Shaw Commission

Report of the Commission on the Palestine Disturbances of August 1929
CreatedMarch 1930
PurposeInvestigation of the causes of the 1929 Palestine riots
Report of the Commission on the Palestine Disturbances of August 1929

The Shaw Report, officially the Report of the Commission on the Palestine Disturbances of August 1929, commonly known as the Shaw Commission, was the result of a British commission of inquiry, led by Sir Walter Shaw, established to investigate the violent rioting in Palestine in late August 1929. The commission's report was issued in March 1930 and led to the establishment of the Hope Simpson Enquiry in May 1930.

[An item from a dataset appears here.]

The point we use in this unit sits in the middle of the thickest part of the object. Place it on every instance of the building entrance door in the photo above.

While the violence was the direct result of an ongoing dispute over the Jews' ability to worship freely at the Western Wall, the Commission concluded that the conflict was not religious in nature, and that the holy site had become a "symbol of racial pride and ambition."[1] It determind that the cause of the violent oubtreak was "racial animosity on the part of the Arabs, consequent upon the disappointment of their political and national aspirations and fear for their economic future."[2] They explained this in the context of increased Jewish immigration and land purchases, which were threatening to produce a significant Arab landless class. This was later reiterated in the Hope Simpson Enquiry and subsequent Passfield white paper, both which called for limited Jewish immigration to Palestine.

  1. ^ "Report of the Commission on the Palestine disturbances of August, 1929. / Presented by the secretary of state for the colonies to Parliament by command of ..." HathiTrust. Retrieved 21 May 2024.
  2. ^ "Report of the Commission on the Palestine disturbances of August, 1929. / Presented by the secretary of state for the colonies to Parliament by command of ..." HathiTrust. Retrieved 21 May 2024.